4. Woman crying on her knees in front of police with riot shields
5. Various of demonstrators chanting (Spanish): "If we are not the people, then where are they!" "Companions what do we want?" "For Evo to come back!"
STORYLINE:
Hundreds of supporters of Bolivia’s former president Evo Morales marched toward the country’s top electoral court on Friday to push for their leader’s candidacy in presidential elections later this year.

The rally later descended into street clashes as police tried to clear out a group of demonstrators.

The confrontations come in response to a ruling by Bolivia’s Constitutional Court that blocks Morales, the nation’s first Indigenous president who governed from 2006 until his ouster in 2019, from running again in August elections.

As the march arrived in Bolivia’s capital of La Paz, protesters seeking to register Morales’ candidacy surged toward the Supreme Electoral Tribunal. Security forces barricading a road to the court held them back.

Police reported two officers, a journalist and a local merchant were injured in the clashes.

Footage showed police using tear gas to disperse the crowd and moving to detain some of the protest’s organizers.

The court’s unanimous decision Wednesday upheld an earlier ruling that bans presidents from serving more than two terms.

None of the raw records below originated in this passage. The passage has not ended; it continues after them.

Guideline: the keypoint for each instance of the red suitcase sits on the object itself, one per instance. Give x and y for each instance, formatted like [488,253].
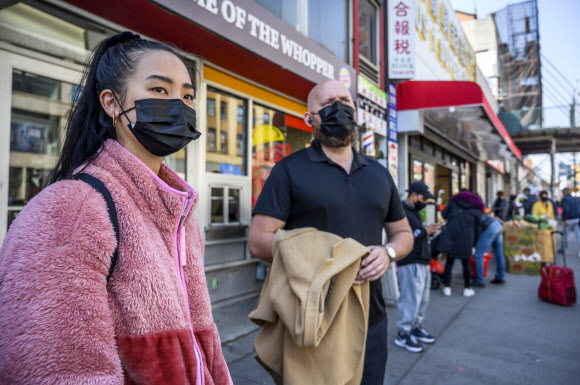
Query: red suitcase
[557,284]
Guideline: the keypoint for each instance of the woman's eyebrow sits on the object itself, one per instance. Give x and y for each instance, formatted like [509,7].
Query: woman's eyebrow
[160,77]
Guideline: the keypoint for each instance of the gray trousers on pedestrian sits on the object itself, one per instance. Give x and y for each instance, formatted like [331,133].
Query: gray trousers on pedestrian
[414,286]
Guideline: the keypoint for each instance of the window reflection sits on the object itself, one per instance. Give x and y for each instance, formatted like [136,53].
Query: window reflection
[367,20]
[226,136]
[39,109]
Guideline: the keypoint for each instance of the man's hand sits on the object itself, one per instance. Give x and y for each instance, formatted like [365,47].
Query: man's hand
[432,228]
[374,265]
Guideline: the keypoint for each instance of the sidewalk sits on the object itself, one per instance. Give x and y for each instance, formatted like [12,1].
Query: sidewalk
[502,335]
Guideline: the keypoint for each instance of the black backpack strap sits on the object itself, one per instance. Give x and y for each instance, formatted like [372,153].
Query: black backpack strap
[100,187]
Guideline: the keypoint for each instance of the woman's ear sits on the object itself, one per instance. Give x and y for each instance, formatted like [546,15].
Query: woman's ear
[109,103]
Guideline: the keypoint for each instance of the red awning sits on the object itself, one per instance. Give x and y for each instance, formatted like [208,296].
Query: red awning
[439,95]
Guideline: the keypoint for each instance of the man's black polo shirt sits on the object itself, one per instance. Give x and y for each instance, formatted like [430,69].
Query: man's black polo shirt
[306,189]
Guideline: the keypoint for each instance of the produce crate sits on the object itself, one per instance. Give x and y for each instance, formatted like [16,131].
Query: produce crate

Morales has already served three, and, in 2019, resigned under pressure from the military and went into exile as protests erupted over his bid for an unprecedented fourth term.

Morales returned to Bolivia a year later as the 2020 elections vaulted to power his preferred candidate, President Luis Arce, from his long-dominant Movement Toward Socialism party.

Arce, who announced earlier this week that he would not seek re-election, insisted that the Constitutional Court had disqualified Morales, his mentor-turned-rival, from running in 2025.